Ten days after the level 4 lockdown started Bloomfield issued a second directive, again under the Health Act. It effectively told everyone to stay in their houses, unless they were on essential business.

The police then issued their own guidelines on how they could enforce it.

“The key point being, between March 24 and April 3 much of the “Lockdown rules” actually had no enforceability in law – which is what Crown Law is saying, and which is why the new notice had to be issued,” Professor Geddis said.

So the problem was then rectified, maybe, (subject to the judicial review).

Graeme Edgler also seems to have had doubts about legality but thought the actions sensible.

Despite Police and Attorney-General claims that restrictions were legal the law is going to be changed anyway. From the Beehive:

Covid-19 response: New legal framework as move to Alert Level 2 considered

A new law providing a legal framework for Covid-19 Alert Level 2 will be introduced and debated next week.

“The changes will ensure that controls on gatherings of people and physical distancing are still enforceable,” Attorney-General David Parker said.

Enforceability to date has relied on the Epidemic Notice, the Health Act and the Civil Defence Emergency Management Act.

There will be fewer restrictions under Alert Level 2 but those remaining still need to be enforceable.

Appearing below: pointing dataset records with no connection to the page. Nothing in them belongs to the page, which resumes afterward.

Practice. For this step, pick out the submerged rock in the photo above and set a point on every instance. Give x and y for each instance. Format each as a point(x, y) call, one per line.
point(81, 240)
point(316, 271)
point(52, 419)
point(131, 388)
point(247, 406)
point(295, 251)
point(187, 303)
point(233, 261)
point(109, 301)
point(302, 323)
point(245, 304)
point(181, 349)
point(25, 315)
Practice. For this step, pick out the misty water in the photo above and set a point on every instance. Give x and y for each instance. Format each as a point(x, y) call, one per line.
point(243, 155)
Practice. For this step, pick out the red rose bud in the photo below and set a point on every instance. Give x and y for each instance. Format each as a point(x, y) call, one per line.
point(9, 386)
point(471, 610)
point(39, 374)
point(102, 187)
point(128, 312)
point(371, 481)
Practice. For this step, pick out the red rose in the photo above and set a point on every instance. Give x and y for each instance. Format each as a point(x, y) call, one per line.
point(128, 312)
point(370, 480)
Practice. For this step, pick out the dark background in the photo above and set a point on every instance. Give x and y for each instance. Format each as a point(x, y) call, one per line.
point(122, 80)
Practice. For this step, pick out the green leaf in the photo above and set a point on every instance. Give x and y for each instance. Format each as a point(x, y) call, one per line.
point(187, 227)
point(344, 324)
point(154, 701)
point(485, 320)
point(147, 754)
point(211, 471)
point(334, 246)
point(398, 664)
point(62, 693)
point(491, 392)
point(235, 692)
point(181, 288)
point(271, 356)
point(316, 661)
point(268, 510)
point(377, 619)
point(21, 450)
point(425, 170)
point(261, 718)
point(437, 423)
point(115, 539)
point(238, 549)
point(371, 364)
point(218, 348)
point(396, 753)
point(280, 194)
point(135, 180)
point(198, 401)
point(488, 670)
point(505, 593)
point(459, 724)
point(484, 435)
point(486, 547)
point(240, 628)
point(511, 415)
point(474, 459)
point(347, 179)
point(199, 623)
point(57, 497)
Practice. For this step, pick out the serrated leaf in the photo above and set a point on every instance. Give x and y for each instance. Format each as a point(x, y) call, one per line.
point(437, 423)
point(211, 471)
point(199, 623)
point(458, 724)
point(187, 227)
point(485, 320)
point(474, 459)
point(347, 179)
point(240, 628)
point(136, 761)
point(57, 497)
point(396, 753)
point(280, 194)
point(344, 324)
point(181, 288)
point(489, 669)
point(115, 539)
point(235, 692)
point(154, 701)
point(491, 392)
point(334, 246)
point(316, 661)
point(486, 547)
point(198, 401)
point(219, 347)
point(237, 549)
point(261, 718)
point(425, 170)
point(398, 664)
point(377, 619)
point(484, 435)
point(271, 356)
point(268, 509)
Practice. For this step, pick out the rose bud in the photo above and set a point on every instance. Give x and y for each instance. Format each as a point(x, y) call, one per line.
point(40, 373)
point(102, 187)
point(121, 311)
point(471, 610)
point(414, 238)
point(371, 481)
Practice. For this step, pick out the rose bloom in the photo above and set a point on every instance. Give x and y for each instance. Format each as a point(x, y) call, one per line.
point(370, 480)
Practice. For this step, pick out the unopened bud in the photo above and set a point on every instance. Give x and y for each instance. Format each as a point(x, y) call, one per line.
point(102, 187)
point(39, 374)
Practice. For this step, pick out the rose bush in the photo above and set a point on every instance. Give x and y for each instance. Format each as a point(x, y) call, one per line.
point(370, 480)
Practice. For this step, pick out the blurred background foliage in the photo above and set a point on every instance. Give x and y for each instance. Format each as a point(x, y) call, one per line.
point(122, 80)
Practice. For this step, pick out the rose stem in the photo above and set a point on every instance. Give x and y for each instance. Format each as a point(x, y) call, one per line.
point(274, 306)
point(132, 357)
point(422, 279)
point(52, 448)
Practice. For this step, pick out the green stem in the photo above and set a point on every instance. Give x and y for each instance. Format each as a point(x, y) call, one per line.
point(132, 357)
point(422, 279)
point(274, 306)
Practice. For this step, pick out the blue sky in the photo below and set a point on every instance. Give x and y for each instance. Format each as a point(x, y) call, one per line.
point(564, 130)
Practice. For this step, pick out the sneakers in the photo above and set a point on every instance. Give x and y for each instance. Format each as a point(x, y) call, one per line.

We don’t want these narrower controls to rely on a National State of Emergency.

“I would reiterate what the Prime Minister has said: There has been no gap in the legal underpinning or in the enforcement powers under the notices that have been issued under Level 3 and Level 4. This change is not retrospective and does not need to be.

“All notices that have been issued are in the public domain, as is the legislation upon which they are based.”

Recent speculation that the Government’s legal advice had thrown doubt on the police enforcement powers under Level 4 is wrong. That speculation is based on draft views provided to agencies for feedback. That was not the considered advice of Crown Law, which was that there was no gap in enforcement powers.

The new law will also:

  • Recognise the centrality of health factors in the measures we need to take;
  • Provide that the Minister of Health become the decision maker on the advice of the Director-General of Health;
  • Provide a transparent basis for how the rules will work and how they can be enforced;
  • Also provide for economic and social factors to be taken into account in determining appropriate measures.

“The country has achieved considerable success in addressing the Covid-19 threat. We have all given up some our liberties as we have worked together to save thousands of lives. As we reduce strictures and restore freedoms, we expect the vast majority of New Zealanders will continue to comply voluntarily with the necessary measures at all Alert Levels, but as we have consistently said, we will enforce the rules where there is serious non-compliance.”